Employers can of course appeal to their employees that they provide such information on a voluntary basis. In this case they should ensure that data protection laws are strictly obeyed and no negative consequences will be drawn if an employees refuses to give out such information.

Can the employer ask an employee about warnings by the app?
The employer is allowed to specifically ask an employee whether a Covid-19 infection was confirmed via a test due to the employer’s general obligation of care towards his other employees. However, as mentioned before, since the warning through the app is a mere indication that an employee might have been exposed to an infected person this will likely not be enough for an employer to (regularly) ask about warnings let alone gain access to the app installed on a company phone and to check whether the employee in question has received a corresponding warning.

What is the role of the works council with regard to the app?
In many German companies a special form of employee representation – the works council- exists.
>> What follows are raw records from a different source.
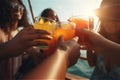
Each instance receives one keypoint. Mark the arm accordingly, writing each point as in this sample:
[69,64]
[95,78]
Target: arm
[55,66]
[21,42]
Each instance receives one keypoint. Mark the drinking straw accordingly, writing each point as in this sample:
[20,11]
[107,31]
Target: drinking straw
[31,10]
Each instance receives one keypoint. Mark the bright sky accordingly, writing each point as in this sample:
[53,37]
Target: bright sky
[64,8]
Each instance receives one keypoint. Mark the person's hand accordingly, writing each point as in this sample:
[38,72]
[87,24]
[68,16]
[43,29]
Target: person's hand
[72,49]
[27,38]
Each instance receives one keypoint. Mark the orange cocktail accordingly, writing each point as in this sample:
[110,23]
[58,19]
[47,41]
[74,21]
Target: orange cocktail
[48,26]
[65,29]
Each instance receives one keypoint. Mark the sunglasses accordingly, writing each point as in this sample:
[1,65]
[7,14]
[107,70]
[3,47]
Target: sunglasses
[16,5]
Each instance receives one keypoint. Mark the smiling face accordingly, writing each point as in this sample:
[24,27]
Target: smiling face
[16,10]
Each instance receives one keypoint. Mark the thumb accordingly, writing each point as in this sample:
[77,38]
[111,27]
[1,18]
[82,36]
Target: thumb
[60,40]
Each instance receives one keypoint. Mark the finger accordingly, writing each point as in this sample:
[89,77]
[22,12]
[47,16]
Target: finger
[61,39]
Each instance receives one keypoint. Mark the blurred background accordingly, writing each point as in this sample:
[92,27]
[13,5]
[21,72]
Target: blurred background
[64,8]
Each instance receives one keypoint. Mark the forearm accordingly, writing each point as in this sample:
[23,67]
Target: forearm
[52,68]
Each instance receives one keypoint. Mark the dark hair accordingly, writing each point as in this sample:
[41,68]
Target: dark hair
[48,12]
[5,14]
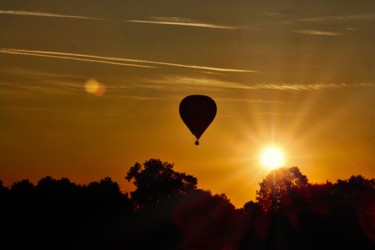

The works council has broad participation/ co-determination rights with regard to several different topics. With regard to (mandatory) use of the app in the work field such rights might be invoked according to section 87 No. 1 (questions concerning the organisation of the establishment and the conduct of employees in the company) and section 87 No. 7 (regulations on the prevention of occupational diseases and on health protection within the framework of statutory regulations ) of the Works Constitution Act. Potentially if use is made mandatory also participation rights according to section 87 No. 6 (the introduction and use of technical devices designed (able) to monitor the behaviour or performance of workers) can be considered. The works council’s right can be safeguarded by concluding a works agreement on the use of the Corona Warning App. This way the interests of the employees in the protection of their personal rights on the one hand and the interests of the employer in efficient health protection measures in the company can be combined.